OTUs and genera were sparsely distributed in all samples (Fig. S2). However, the predominant bacterial phyla present in the feces of all birds were Firmicutes (mean abundance ranged from 9.19% to 76.49%), Proteobacteria (11.14% to 51.48%), Actinobacteria (1.53% to 20.22%), and Bacteroidetes (0.02% to 13.78%) (Fig. 2A). Notably, the most abundant phylum in the flesh-eating birds was Proteobacteria, while Firmicutes was the most abundant in the others. At the genus level, the five most abundant genera were Lactobacillus, Clostridium, Enterococcus, Escherichia, and Turicibacter (Fig. 2B). Consistent with the α-diversity characteristic, the number of genera with mean relative abundance of >1% in the omnivore food group was higher than in the other groups.

FIG 2 — Microbial composition in the different dietary groups. (A and B) The bar plot shows taxa with average relative abundances higher than 1% at the phylum level (A) and the genus level (B). Remaining species are classified as other. (C) LEfSe analysis. Cladogram showing the differences in relative abundance of taxa at five levels between the 7 dietary groups. Plot showing the taxonomic levels represented by rings with phyla in the outermost ring and genera in the innermost ring. Circles with nonyellow color indicate that there is a significant difference in the relative abundance at the different taxon levels (Wilcoxon rank sum test, P < 0.01; LDA score > 4), and yellow circles indicate nonsignificant differences.

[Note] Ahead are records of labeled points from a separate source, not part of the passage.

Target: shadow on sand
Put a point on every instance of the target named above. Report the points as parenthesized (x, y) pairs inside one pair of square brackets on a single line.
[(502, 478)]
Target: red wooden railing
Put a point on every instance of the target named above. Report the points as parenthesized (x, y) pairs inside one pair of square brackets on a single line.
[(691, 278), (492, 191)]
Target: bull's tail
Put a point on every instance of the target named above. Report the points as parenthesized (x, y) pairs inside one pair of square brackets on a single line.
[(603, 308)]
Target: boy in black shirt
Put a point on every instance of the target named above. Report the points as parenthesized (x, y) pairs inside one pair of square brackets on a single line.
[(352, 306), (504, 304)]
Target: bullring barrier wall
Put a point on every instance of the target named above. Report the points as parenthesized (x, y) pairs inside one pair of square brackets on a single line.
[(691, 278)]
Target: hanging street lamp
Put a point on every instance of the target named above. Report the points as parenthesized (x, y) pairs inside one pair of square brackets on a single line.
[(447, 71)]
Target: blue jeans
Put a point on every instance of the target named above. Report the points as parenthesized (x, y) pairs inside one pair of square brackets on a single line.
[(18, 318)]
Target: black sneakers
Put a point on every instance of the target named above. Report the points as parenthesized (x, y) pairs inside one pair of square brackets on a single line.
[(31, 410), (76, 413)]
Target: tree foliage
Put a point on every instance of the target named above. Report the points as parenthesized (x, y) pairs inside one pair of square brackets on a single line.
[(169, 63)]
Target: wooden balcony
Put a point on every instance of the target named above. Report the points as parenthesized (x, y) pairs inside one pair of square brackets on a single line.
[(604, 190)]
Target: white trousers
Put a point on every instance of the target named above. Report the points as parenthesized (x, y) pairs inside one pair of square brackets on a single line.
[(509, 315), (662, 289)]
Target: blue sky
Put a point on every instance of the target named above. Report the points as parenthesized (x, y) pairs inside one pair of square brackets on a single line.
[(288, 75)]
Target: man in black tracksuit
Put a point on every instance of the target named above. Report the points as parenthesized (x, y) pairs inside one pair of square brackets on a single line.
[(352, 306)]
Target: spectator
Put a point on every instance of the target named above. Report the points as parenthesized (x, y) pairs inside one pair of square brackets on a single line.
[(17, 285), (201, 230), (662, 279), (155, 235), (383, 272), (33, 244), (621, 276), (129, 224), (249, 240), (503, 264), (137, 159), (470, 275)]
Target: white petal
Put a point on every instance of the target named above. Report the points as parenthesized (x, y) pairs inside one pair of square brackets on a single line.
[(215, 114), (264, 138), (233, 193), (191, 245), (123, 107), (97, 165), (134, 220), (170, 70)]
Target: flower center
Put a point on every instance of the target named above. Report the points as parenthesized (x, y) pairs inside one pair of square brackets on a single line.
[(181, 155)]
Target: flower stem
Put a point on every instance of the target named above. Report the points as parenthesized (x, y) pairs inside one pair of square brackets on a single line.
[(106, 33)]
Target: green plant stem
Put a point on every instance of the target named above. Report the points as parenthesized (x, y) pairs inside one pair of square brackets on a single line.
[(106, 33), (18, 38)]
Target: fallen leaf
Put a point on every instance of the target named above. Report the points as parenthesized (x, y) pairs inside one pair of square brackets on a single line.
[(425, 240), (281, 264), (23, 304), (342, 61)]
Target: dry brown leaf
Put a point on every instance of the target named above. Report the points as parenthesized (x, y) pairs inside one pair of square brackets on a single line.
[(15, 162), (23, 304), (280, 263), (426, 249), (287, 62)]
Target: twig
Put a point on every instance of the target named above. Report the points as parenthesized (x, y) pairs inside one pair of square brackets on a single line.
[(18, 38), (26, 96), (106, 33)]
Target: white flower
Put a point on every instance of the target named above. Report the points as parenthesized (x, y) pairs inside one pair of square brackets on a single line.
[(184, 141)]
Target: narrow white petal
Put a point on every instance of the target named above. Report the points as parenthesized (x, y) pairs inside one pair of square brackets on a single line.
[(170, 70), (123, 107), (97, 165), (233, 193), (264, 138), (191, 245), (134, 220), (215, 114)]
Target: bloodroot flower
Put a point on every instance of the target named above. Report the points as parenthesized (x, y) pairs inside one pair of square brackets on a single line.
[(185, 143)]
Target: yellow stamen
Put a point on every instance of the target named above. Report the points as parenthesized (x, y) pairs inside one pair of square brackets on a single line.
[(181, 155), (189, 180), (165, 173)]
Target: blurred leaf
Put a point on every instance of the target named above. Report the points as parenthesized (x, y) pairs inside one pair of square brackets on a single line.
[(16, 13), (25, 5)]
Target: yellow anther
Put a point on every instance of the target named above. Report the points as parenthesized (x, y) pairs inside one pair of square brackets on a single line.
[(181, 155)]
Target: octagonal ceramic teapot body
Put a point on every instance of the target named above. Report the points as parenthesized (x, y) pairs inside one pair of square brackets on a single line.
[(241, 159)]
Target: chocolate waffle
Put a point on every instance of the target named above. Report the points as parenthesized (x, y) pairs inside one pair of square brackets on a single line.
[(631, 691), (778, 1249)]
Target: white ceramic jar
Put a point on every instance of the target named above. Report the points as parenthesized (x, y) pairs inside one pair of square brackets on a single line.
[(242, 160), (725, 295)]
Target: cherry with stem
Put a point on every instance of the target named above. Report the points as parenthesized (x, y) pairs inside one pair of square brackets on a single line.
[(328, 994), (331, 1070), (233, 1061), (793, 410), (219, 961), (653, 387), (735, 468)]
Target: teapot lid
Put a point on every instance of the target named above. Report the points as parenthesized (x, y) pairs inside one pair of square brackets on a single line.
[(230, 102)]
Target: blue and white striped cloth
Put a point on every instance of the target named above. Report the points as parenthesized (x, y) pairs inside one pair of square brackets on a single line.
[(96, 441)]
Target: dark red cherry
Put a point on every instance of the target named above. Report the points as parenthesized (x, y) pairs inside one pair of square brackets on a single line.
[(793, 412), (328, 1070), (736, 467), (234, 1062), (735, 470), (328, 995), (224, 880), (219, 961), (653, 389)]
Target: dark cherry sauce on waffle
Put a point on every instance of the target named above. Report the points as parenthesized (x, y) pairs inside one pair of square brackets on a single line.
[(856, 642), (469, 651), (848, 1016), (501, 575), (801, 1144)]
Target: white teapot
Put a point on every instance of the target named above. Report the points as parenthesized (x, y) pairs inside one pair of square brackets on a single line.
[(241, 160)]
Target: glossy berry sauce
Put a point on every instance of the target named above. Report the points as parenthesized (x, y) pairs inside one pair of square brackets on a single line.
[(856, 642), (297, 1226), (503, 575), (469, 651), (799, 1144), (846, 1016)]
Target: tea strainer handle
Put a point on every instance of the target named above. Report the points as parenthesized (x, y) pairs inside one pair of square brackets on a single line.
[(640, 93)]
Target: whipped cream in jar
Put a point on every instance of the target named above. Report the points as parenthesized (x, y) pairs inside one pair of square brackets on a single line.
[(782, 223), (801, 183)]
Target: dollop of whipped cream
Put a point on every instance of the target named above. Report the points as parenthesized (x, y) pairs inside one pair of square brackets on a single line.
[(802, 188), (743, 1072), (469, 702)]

Differences in the abundance of the bacterial taxa were determined through a linear discriminant analysis effect size (LEfSe) analysis. Differentially abundant taxa were considered when there was significant variation between any two groups. A total of 35 taxa, at different classification levels, were found to have significant differences (Wilcoxon rank sum test, P < 0.01) (Fig. 2C). At the genus level, Lactobacillus, Clostridium, Oceanisphaera, and Cetobacterium were the dominant genera and were significantly more abundant in the grain, foliage, flesh, and fish food groups, respectively (Wilcoxon rank sum test, P < 0.01). At the order level, a significant enrichment of Bacteroidales was detected in the corn-soy food group. No significantly enriched taxa were observed in the omnivore food group.

Microbial cooccurrence association patterns are influenced by diet.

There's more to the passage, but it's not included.